To strengthen muscles of the back and shoulders, perform exercise on pulling up of the breast to the horizontal bar. For this purpose undertake it wide lower grip and sip the trunk, trying to touch the horizontal bar by the breast. At the same time it is necessary to try to bend the back, as much as possible to weaken bicepses and to cramp together shovels. It is possible to train the broadest, round, trapezoid and subbone muscles by means of pulling up for the head. That is the horizontal bar has to appear as a result behind the head at the level of the neck. However this exercise needs to be performed how all others as it belongs to quite injury-causing will be mastered. At the same time it is necessary to watch constantly that the body was strictly perpendicular to the earth, and the top grip has to be the widest.

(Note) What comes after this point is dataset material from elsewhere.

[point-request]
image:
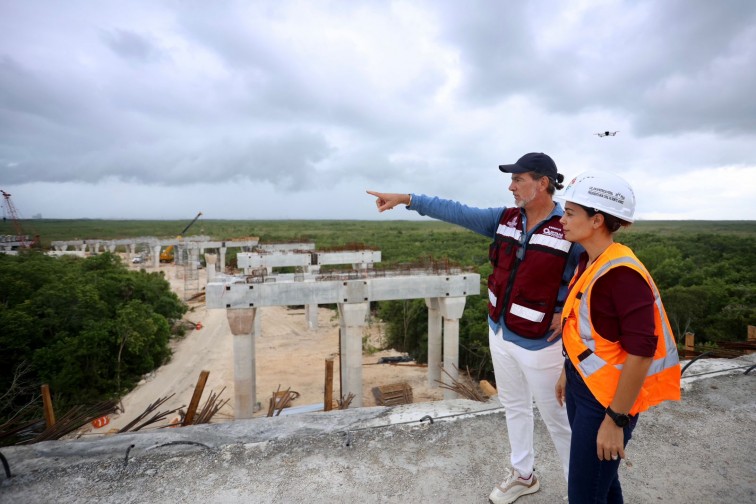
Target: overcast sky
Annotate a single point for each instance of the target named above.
(288, 109)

To increase the biceps, it is necessary to be tightened by the lower narrow grip. At the same time it is necessary to try to reach the horizontal bar the breast. And for increase in the triceps it is necessary to undertake the horizontal bar the neutral grip when one fist is directed to the right, and another near it to the left. During pulling up the head needs to be taken away in one party, in another. Don't wait for fast results as the horizontal bar – quite difficult apparatus for the beginner. Have patience, collect will in the fist and every time try to be brought up on once more. At the same time on hands it is useful to put on the special leather gloves defending them in callosities and damages, and on the waist – the wide belt protecting muscles from stretching. They can be bought in sports shop.

Exercises on strengthenings of muscles of the prelum abdominale

The horizontal bar also is suitable for strengthening of muscles of the prelum abdominale. For this purpose it is necessary to hang on the horizontal bar, having undertaken the horizontal bar the top or lower grip and to raise the extended legs so that between them and the case the corner in 90 degrees turned out. At the same time it is useful to fix position of legs in the top point for couple of seconds. It is also possible to tighten knees to the breast, but the back at the same time has to remain the straight line.